Objective: We examined whether neurodegeneration of the entorhinal-hippocampal pathway could be detected along the AD continuum using ultra-high-field diffusion tensor imaging and tractography for ex vivo brain tissues.
Methods: Postmortem brain specimens from a cognitively unimpaired individual without AD pathological changes (non-AD), a cognitively unimpaired individual with AD pathological changes (preclinical AD), and a demented individual with AD pathological changes (AD dementia) were scanned with an 11.7T diffusion magnetic resonance imaging. Fractional anisotropy (FA) values of the entorhinal layer II and number of perforant path fibers counted by tractography were compared among the AD continuum. Following the imaging analyses, the status of myelinated fibers and neuronal cells were verified by subsequent serial histological examinations.

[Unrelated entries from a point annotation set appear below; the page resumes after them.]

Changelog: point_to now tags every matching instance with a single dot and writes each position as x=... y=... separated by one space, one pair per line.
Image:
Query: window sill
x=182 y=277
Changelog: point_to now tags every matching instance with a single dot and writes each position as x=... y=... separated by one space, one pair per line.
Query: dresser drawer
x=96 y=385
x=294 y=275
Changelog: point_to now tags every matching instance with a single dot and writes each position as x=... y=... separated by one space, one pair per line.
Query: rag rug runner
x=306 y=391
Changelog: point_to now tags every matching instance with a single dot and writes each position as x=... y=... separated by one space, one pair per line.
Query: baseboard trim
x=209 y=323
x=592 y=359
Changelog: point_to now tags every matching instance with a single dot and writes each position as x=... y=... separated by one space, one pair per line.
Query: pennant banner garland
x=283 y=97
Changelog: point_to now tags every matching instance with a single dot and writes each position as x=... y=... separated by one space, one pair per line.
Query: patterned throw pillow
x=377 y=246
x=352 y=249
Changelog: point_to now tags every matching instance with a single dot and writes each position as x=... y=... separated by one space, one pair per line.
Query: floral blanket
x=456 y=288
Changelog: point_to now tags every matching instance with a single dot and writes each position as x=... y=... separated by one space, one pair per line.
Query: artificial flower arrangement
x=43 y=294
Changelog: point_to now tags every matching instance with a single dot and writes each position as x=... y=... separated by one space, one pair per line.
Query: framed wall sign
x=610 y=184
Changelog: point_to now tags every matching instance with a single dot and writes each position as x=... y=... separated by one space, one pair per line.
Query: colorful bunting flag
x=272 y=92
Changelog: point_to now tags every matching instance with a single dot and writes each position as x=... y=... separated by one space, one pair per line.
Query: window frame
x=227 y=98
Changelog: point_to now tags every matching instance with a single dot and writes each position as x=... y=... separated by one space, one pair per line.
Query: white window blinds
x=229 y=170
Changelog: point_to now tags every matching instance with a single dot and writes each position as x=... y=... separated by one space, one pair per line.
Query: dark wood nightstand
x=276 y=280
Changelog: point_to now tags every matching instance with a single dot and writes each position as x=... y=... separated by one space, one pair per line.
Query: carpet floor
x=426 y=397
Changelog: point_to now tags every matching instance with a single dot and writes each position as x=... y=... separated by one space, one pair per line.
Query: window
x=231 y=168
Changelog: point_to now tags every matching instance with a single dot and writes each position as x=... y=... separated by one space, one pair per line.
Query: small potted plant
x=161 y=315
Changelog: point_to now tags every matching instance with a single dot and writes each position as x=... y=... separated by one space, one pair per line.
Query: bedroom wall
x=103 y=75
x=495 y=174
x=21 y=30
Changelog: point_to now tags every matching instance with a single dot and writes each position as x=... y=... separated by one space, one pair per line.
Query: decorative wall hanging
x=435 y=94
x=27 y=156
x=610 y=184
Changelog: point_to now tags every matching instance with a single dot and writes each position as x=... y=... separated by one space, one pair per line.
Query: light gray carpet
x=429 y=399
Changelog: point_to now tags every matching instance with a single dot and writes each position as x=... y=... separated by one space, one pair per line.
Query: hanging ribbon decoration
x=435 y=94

Results: At 250μm (zipped to 125μm) isotropic resolution, the entorhinal layer II islands and the perforant path fibers could be identified in non-AD and preclinical AD, but not in AD dementia, followed by histological verification. The FA value of the entorhinal layer II was the highest among the entorhinal laminae in non-AD and preclinical AD, whereas the FA values in the entorhinal laminae were homogeneously low in AD dementia. The FA values and number of perforant path fibers decreased along the AD continuum (non-AD>preclinical AD > AD dementia).
Conclusion: We successfully detected neurodegenerative alterations of the entorhinal-hippocampal pathway at the preclinical stage of the AD continuum.
Keywords: Alzheimer’s disease; diffusion tensor imaging; entorhinal cortex; fiber tractography; histology; magnetic resonance imaging; neurodegeneration.